Meandering main pancreatic duct (MMPD) syndrome is a group of pancreatic duct anomalies, first classified together in 2012 by Gonoi et al. It includes 2 types of course variants in which the main pancreatic duct (MPD) either makes a hairpin (reverse Z-type) or a loop (loop-type) curve in the coronal plane of imaging modalities. Based on the observations by Gonoi et al, the prevalence of MMPD is estimated at 2.2%, which according to the authors makes MMPD the second most frequent pancreatic duct anomaly after pancreas divisum. MMPD is also described as a potential predisposing factor for (recurrent) pancreatitis, which therefore makes it a relevant entity [3]. To our knowledge, the number of published reports on MMPD is less than 10 [3-8]. Furthermore, apart from 1 case report, there are no studies concerning the endoscopic management of MMPD [4].

In this article we provide a narrative review regarding the prevalence and clinical significance of MMPD. Additionally, we describe the clinical presentation, endoscopic management, and outcome in a cohort of 9 symptomatic MMPD patients treated at our tertiary center.

Materials and methods

For our literature review we searched PubMed using the following MeSH terms: “Meandering main pancreatic duct,” “pancreatic duct anomaly” and “anomaly of the pancreatic duct”. All available literature was reviewed. The articles were screened by title and abstract for relevance regarding the prevalence, clinical significance and treatment of MMPD. The articles returned by the database were read completely, and only relevant articles were included in our review.

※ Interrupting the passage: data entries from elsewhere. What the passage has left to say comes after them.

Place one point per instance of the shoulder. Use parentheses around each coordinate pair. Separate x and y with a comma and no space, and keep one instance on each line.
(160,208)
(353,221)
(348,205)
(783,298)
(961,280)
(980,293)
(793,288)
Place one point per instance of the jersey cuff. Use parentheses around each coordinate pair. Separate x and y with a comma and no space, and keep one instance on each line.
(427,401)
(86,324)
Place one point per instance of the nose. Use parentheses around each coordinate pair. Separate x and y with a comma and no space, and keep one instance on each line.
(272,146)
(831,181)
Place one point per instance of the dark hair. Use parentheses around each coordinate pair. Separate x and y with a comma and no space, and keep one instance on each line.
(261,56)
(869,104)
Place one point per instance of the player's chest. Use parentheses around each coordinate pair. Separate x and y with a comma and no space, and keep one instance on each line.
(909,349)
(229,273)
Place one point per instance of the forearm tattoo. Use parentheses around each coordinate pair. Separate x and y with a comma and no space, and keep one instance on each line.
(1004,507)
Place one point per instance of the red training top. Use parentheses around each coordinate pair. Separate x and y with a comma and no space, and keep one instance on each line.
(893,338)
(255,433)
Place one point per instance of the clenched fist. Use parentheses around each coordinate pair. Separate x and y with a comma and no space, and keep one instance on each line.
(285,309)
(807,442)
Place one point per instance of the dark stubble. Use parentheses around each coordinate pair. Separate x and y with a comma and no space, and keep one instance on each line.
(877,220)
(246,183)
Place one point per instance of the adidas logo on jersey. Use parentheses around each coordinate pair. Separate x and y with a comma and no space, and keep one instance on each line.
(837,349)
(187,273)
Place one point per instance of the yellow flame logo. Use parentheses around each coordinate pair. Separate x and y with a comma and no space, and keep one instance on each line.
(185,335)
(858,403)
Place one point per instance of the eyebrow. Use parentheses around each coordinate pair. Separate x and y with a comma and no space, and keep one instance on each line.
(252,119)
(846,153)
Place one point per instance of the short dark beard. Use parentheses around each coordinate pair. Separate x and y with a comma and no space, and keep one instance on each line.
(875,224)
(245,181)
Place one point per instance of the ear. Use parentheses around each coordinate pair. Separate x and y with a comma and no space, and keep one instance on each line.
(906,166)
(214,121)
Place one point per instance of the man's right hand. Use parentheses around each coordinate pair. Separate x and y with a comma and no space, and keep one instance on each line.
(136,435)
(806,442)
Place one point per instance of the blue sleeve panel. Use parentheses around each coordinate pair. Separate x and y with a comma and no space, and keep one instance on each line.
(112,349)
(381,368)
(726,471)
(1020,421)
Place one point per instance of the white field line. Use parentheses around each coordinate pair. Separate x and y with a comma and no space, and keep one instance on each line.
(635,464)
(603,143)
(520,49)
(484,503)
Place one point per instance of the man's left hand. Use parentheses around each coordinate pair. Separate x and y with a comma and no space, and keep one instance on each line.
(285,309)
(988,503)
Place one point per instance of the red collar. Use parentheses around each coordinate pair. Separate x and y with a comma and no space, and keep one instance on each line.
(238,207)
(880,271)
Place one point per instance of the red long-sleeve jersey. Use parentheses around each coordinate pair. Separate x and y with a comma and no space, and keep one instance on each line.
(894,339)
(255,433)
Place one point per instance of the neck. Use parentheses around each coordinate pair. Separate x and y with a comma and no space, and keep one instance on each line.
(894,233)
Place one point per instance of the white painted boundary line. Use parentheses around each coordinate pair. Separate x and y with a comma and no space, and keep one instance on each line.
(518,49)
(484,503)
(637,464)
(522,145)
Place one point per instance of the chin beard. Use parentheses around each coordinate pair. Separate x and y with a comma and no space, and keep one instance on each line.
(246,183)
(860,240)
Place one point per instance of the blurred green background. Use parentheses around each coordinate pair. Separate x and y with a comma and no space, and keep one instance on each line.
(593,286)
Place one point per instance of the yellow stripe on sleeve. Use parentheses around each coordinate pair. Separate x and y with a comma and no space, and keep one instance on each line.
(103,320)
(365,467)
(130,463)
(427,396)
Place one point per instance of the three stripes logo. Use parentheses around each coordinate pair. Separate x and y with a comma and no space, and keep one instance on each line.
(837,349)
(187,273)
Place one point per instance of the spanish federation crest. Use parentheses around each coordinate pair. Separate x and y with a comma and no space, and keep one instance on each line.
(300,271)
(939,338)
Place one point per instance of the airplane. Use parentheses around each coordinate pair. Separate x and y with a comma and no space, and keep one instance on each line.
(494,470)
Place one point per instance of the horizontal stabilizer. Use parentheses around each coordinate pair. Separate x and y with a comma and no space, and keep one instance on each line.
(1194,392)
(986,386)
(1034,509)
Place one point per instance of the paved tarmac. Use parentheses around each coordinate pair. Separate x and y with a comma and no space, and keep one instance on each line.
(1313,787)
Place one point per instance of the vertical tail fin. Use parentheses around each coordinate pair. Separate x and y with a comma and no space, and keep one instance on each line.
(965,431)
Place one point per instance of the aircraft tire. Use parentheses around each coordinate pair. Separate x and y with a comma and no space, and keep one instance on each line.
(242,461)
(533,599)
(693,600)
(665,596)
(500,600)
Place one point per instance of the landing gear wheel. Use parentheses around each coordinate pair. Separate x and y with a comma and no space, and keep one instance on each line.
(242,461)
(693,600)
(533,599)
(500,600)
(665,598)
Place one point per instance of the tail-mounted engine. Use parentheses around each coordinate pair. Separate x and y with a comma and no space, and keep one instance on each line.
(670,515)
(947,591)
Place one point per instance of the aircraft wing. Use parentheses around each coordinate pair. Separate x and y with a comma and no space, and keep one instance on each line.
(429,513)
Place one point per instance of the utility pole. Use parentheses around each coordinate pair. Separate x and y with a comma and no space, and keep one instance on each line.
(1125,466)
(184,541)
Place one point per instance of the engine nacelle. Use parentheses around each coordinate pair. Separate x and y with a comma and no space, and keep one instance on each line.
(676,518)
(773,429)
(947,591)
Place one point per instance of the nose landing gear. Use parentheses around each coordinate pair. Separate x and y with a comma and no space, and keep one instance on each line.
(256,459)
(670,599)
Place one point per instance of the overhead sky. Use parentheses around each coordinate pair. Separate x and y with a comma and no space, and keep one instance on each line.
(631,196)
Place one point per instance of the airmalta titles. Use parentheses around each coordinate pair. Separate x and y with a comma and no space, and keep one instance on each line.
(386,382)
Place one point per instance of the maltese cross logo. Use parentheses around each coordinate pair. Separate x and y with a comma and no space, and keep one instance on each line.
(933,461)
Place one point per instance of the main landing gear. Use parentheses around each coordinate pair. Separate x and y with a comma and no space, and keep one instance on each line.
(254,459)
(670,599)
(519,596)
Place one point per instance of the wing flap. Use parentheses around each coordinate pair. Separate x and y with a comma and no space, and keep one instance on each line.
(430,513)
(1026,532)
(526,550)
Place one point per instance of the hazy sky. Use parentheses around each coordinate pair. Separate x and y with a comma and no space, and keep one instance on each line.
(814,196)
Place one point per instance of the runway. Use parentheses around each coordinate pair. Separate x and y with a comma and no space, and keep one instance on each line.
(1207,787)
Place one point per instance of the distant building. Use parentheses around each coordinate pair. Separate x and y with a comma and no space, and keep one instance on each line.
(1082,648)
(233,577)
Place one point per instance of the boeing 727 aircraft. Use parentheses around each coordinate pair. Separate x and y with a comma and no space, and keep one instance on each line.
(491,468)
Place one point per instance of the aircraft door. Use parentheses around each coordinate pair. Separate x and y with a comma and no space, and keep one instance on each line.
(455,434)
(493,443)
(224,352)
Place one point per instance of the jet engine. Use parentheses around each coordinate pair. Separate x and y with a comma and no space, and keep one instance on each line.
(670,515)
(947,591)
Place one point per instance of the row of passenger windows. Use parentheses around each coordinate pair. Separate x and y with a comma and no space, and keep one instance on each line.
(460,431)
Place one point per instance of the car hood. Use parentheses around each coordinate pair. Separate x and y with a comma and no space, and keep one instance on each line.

For our cohort study a convenience sample of 9 patients treated for MMPD was extracted from an existing database of endoscopic retrograde cholangiopancreatography (ERCP) procedures at our center between January 1^st, 2018, and December 31^st, 2023. We reviewed the medical records for relevant information regarding patient characteristics, type of pancreatitis, diagnosis, type of MMPD and treatment. The following patient characteristics were retrieved: date of birth, age at diagnosis of MMPD, sex, alcohol and tobacco use, and presence of diabetes mellitus or metabolic syndrome. Alcohol and tobacco use were described as present or absent. Metabolic syndrome was defined according to the definition of the international diabetes federation [9].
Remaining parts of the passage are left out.